Yo le decía que, en el fondo, lo que definía a una persona como femenina o masculina es la presencia o ausencia del deseo de cortarle el pelo al otro. Y eso también se aplica a los gays, pero Mariela no se reía.
Durante un tiempo se transformó en un radiador de tristeza, soledad, fracaso y desolación. En sus estanterías, Simone de Beauvoir y Marguerite Yourcenar reemplazaron a Agatha Cristie y Paulo Coelho. Nadie quería estar con ella ni aguantarle los interminables llantos y mucho menos su madre, por lo que se tuvo que ir a vivir sola. Aunque en realidad, más que irse a vivir sola, se instaló y vivió intermitentemente en mi casa y en la de su mejor amiga, con los consabidos y esperables inconvenientes.
Pero un día en casa teníamos fernet y zapatos nuevos, así que tuvimos que salir a bailar. Y unas semanas después Mariela se estaba maquillando y probando aros. Y entonces llegó la dieta y el gimnasio y el celular de Mariela se llenó de nombres masculinos. Y de golpe estábamos en Brasil bailando en la playa en medio de nudistas y divirtiéndonos como nunca antes.
Y Mariela ya no tenía miedo de que la encontraran en facebook sus viejas amistades y retomó psicología y, por supuesto, hizo un curso de italiano.
Y por fin llegó la noche de gloria, cuando salimos un Sábado a tomar algo y lo vimos a Juan Pablo tomando cerveza en un bar con un par de amigos con la mitad del cabello que tenía antes y con una cara de orto que volteaba. Y apenas el Lunes, Mariela descubrió que Juan Pablo la había agregado al facebook. Y apenas el martes, ya estaban chateando por el msn.
Y Mariela se enteró por Juan Pablo que Laura era caprichosa, inútil, llorona, adicta a los antidepresivos y que cada dos meses tenía un embarazo psicológico.

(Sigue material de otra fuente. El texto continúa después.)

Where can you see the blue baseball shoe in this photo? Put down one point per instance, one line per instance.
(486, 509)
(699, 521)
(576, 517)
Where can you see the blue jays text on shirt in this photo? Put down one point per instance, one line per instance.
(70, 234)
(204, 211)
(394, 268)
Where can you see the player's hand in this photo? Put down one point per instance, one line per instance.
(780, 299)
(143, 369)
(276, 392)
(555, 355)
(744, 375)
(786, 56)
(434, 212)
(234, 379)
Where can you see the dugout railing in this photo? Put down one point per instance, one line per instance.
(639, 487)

Un mes después de chats y mensajes, Mariela y Juan Pablo se juntaron a coger en un hotel. Él le dijo que le gustaría verla seguido, de vez en cuando, tipo huesito. Y ella le dijo que no tenía drama, pero nunca más se juntó con él a pesar de que Juan Pablo la invitó incluso a un fin de semana solos en las sierras.
Y entonces Mariela se dió cuenta que le daba lo mismo ver o no ver a Juan Pablo mientras él la llamaba 3 veces por día y se transformó en un radiador de alegría, triunfo, felicidad y éxito. Y hasta se le pararon un poco más las tetas.
Y uno de los que le miró las tetas fue Javier, un gringo de 30 años dueño de una concesionaria que juega al paddle todas las noches y que anoche le regaló a Mariela un anillo de plata y 86 rosas, “una por cada día que llevan juntos” (puajjjj!!).
Y yo necesitaba escribir todo ésto porque hoy al mediodía, mientras Mariela me provocaba náuseas contándome todas las frases románticas que le dice Javier, me dijo: “¿Sabés que pienso? Que si el Javi se hiciera un corte militar en vez de andar con los pelos así sueltos le quedaría mucho más cheto.”
Sí, estoy por comprar un bat de béisbol para molerla a palazos.